Pace the ill-fated European ad campaign, I and many other people do not think “beauty” and “diversity” and “freedom” when we see more and more women covering themselves. If you look almost anywhere where there’s a notable increase in covered women (tourist areas of Switzerland, for instance, come to mind), you will find growing discontent with this spectacle among much of the population, and some restrictions (as in Switzerland) will typically follow. I think this is because at some point prolific female covering (and keep in mind that many hijab wearers also wear loose voluminous robes, deepening the “women must be covered” statement) becomes not a mere personal piety sign; it becomes a powerful cultural statement; and however you want to translate that statement it is profoundly at odds with the profoundly important egalitarian values of liberal democracies.
As I have said before on this blog, you can expect the first group of citizens who have serious trouble with this growing cultural trend to be mothers of young daughters.
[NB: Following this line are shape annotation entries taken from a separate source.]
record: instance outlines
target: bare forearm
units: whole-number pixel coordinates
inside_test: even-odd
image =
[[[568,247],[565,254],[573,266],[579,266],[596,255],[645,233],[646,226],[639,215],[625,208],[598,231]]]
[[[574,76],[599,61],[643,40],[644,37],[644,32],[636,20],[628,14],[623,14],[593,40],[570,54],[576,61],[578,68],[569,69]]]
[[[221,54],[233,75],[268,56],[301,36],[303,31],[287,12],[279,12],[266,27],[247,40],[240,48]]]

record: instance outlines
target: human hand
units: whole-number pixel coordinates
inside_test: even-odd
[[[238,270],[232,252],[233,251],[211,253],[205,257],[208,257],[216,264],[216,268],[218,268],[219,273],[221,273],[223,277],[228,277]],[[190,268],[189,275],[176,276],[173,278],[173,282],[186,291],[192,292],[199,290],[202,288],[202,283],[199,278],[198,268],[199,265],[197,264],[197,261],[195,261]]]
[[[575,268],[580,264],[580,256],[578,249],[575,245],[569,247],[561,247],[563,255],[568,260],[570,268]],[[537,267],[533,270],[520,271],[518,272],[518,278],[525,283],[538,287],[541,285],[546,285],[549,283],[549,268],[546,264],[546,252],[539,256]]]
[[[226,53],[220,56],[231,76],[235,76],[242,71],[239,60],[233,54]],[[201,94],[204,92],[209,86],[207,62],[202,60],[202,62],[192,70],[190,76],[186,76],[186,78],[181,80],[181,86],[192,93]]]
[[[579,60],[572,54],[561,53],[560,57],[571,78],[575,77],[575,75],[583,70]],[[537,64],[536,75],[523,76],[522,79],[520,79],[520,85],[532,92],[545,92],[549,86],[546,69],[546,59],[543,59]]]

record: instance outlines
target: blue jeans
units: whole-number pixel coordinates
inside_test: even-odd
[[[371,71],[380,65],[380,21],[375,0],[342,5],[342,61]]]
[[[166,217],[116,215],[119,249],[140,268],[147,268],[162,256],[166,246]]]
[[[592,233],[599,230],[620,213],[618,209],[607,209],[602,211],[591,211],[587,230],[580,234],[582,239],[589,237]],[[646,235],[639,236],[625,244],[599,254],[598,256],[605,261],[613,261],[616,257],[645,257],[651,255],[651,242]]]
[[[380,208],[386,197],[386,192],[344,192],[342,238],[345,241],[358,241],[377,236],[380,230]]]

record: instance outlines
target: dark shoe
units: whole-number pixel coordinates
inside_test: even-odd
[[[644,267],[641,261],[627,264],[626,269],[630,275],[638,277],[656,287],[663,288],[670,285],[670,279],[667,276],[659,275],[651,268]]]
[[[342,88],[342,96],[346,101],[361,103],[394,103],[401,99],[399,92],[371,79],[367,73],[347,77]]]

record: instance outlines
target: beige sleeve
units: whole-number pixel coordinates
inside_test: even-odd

They are trying to raise free women unburdened by patriarchy, and they are watching their young daughters watch unfree women burdened by patriarchy. Worst of all, they are watching their daughters watch little girls, their own age, hidden under hijabs and robes – and sometimes by full burqas. These mothers are not Islamophobic – most of them aren’t, anyway. They are phobic about what they take to be reactionary behavior among more and more women among them.
Now one is free simply to condemn these women for avoiding stores where covered women work and for voting in favor of restrictions. One is free to condemn these women (and of course many men) as contemptible. One is free to virtue signal like mad. Me, I don’t. I think this disquiet and aversion is unfortunate but understandable and this avoidance behavior a significant fact with which the modern state needs to reckon.